Poster
The Sparse-Plus-Low-Rank Quasi-Newton Method for Entropic-Regularized Optimal Transport
Chenrui Wang · Yixuan Qiu
West Exhibition Hall B2-B3 #W-620
The entropic-regularized optimal transport (OT) has gained massive attention in machine learning due to its ability to provide scalable solutions for OT-based tasks. However, most of the existing algorithms, including the Sinkhorn algorithm and its extensions, suffer from relatively slow convergence in many cases. More recently, some second-order methods have been proposed based on the idea of Hessian sparsification. Despite their promising results, they have two major issues: first, there is limited theoretical understanding on the effect of sparsification; second, in cases where the transport plan is dense, Hessian sparsification does not perform well. In this paper, we propose a new quasi-Newton method to address these problems. First, we develop new theoretical analyses to understand the benefits of Hessian sparsification, which lays the foundation for highly flexible sparsification schemes. Then we introduce an additional low-rank term in the approximate Hessian to better handle the dense case. Finally, the convergence properties of the proposed algorithm are rigorously analyzed, and various numerical experiments are conducted to demonstrate its improved performance in solving large-scale OT problems.

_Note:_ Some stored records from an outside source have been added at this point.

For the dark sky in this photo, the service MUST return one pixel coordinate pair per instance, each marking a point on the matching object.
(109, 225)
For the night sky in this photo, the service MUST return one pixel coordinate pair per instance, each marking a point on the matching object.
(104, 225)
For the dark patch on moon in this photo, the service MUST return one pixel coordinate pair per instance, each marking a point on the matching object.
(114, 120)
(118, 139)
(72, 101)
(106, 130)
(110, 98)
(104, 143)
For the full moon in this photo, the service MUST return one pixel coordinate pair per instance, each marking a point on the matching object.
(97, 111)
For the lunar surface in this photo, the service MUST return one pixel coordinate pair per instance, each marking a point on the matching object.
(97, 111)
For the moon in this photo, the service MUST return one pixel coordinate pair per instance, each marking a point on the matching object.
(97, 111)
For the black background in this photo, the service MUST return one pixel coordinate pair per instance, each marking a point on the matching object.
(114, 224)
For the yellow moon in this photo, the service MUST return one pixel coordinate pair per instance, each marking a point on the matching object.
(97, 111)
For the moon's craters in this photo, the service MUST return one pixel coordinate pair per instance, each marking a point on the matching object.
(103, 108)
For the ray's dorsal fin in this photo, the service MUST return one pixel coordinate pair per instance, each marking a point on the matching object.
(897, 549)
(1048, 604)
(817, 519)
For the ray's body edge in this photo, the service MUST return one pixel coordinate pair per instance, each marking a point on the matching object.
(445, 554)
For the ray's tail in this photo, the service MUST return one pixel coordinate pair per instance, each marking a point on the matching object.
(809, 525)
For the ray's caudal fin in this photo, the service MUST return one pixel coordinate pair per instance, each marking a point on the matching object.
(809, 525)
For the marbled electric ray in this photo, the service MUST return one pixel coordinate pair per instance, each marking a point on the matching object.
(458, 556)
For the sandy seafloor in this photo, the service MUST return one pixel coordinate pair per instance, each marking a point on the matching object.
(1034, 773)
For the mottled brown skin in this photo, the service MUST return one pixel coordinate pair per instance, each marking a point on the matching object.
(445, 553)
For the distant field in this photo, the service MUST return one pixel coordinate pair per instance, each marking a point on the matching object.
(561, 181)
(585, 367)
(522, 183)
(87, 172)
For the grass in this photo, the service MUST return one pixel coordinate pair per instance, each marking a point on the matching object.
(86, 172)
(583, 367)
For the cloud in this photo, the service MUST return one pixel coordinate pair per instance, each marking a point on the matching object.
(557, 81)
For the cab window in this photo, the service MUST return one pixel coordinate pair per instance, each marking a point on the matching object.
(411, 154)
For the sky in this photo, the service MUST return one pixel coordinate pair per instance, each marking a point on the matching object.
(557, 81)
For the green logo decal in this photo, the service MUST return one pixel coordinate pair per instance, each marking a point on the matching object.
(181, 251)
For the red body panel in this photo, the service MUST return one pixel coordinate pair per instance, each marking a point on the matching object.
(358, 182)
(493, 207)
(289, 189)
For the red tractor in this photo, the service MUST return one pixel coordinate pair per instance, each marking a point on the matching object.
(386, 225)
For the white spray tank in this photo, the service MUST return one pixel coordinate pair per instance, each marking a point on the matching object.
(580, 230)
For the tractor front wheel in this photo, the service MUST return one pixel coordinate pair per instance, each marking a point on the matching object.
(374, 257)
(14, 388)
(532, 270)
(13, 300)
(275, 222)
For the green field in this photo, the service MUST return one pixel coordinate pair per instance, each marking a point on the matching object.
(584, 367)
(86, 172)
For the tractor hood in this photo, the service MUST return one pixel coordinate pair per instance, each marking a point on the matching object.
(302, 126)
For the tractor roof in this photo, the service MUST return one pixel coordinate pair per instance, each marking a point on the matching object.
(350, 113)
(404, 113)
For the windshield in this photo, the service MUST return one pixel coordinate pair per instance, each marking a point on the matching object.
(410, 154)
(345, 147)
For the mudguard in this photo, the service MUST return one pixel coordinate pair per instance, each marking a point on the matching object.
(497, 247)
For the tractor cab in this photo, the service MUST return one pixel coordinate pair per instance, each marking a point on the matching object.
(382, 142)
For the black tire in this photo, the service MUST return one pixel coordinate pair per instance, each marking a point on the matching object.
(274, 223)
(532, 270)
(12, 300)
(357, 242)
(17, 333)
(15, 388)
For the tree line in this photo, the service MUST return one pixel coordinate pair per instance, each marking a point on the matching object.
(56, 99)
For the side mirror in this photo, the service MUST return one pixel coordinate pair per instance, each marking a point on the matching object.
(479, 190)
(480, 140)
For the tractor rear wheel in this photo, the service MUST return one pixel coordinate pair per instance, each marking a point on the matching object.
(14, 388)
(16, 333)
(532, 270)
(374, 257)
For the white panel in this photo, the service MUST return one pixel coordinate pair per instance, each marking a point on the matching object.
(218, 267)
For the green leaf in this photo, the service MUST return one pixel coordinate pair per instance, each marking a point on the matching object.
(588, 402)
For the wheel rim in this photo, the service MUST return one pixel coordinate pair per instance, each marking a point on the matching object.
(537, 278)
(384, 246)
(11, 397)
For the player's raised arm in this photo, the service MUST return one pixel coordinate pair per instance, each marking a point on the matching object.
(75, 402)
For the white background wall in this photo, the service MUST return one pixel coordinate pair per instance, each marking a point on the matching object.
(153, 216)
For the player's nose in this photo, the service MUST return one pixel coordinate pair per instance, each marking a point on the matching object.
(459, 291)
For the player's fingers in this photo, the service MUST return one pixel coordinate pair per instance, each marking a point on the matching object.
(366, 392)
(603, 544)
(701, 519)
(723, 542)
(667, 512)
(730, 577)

Optimal transport is a powerful mathematical tool used to compare data distributions — imagine matching piles of sand to holes with minimal effort. It is used in machine learning to compare images, text, or any data with structure. A modern version called entropic-regularized optimal transport makes this task faster and more stable, but the popular algorithms used for it can still be slow in practice.This paper introduces a new algorithm that speeds things up by improving how the system handles large numerical objects in the computation. The key idea is to approximate a large matrix, called the Hessian matrix, in a smarter way. We use the sum of two simpler structures to approximate the Hessian matrix — one is a sparse matrix that contains many zero elements, and the other is a low-rank matrix that can be represented by simple vectors. In this way, we can capture both the small important details and the overall big picture of the large Hessian matrix.Our new method is faster, more reliable, and better suited for large-scale data tasks. This makes optimal transport more practical for real-world machine learning problems.